Seks, psychologia, życie: zapisz się na newslettery "Wysokich Obcasów"
Jeśli miałam wątpliwości, czy przysłowia faktycznie są mądrością narodu, to po lekturze tych dotyczących kobiet i mężczyzn nie mam złudzeń, że dotyczy to – jak mówił Stefan Kisielewski – narodów nieposiadających innych mądrości.
– Przysłowie jest dość dziwnym tworem, korzysta czasem z literatury, ale nią nie jest. Najczęściej bierze się jednak z języka potocznego, często z tradycji ludowej. Zwykle nie ma autora, jest pouczeniem, przestrogą, nakazem, zakazem lub po prostu stwierdzeniem przekazywanym z pokolenia na pokolenie.
Powtarza się je dość łatwo, bo mają specyficzną formę.

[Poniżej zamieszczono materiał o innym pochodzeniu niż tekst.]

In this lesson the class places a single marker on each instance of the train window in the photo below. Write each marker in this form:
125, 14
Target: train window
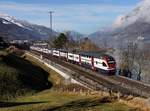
104, 64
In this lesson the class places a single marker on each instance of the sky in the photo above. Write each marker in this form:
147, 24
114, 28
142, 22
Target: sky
84, 16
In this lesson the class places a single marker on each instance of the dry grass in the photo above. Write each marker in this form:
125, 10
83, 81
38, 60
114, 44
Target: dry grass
70, 99
53, 76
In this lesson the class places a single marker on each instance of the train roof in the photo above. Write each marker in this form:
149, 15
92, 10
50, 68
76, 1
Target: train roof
96, 54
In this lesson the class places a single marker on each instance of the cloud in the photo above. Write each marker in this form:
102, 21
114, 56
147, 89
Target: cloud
80, 17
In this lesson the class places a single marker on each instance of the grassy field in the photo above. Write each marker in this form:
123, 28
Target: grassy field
48, 98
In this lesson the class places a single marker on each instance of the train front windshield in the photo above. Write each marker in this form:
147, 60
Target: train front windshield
112, 64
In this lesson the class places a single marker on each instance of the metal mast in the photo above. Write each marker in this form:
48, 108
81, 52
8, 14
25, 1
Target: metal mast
51, 25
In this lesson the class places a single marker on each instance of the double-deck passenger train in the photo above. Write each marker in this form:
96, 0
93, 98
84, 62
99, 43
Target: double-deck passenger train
100, 62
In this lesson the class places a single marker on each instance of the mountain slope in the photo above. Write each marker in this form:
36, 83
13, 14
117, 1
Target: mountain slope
134, 26
12, 28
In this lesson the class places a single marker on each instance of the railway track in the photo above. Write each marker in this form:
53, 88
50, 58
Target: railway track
97, 81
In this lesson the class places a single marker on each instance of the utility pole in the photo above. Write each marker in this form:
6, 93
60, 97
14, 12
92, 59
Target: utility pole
51, 26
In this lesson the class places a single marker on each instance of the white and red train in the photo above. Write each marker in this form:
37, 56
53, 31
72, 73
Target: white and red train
97, 61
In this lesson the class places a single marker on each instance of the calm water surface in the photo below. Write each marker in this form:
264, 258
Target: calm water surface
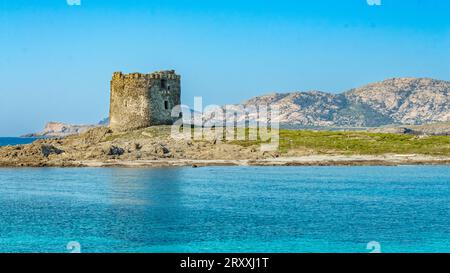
15, 140
226, 209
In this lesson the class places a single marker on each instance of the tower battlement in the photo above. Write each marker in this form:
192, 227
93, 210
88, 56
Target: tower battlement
142, 100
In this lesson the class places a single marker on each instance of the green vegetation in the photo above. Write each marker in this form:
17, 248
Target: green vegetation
327, 142
364, 143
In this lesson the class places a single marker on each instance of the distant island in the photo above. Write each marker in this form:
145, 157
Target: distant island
397, 121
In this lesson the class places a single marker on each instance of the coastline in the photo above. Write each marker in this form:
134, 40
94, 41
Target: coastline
312, 160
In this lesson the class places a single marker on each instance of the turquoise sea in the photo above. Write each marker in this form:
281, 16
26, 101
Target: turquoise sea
15, 140
226, 209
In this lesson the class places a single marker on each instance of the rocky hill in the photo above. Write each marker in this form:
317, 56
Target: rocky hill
59, 129
393, 101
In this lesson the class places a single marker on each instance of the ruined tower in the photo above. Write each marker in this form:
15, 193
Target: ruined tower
142, 100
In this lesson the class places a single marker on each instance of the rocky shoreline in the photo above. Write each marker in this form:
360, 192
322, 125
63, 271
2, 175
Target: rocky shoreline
153, 147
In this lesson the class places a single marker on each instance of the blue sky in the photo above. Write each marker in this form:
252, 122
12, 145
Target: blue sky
57, 60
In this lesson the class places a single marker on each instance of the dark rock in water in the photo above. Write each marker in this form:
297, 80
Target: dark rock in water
47, 150
161, 149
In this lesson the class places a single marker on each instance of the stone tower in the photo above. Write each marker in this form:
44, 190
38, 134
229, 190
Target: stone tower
142, 100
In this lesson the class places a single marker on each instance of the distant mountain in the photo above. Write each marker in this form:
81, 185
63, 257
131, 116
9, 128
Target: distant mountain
402, 101
393, 101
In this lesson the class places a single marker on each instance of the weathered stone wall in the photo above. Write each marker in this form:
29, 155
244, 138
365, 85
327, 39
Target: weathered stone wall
142, 100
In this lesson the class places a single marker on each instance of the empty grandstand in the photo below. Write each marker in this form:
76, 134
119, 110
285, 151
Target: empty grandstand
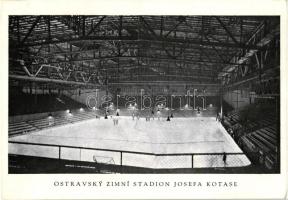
144, 94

– O tak, forma jest tu bardzo ciekawa. Często mają one specyficzną budowę składniową, np. paraleliczną – „Jak Kuba Bogu, tak Bóg Kubie". Mają też nierzadko cechy ułatwiające ich zapamiętywanie, np. rym – „W marcu jak w garncu", lub rytm – „Baba z wozu, koniom lżej". To, co rymowane lub zrytmizowane, wydaje nam się mądrzejsze od zwykłej wypowiedzi, niejako mądre mądrością samego języka. Wierzymy też, że tego typu zdanie mógłby wypowiedzieć ktoś obdarzony nadprzyrodzonymi zdolnościami, jak Pytia czy inny wieszcz.
Rymowanka czy rytmiczna fraza przypomina nam zaklęcie?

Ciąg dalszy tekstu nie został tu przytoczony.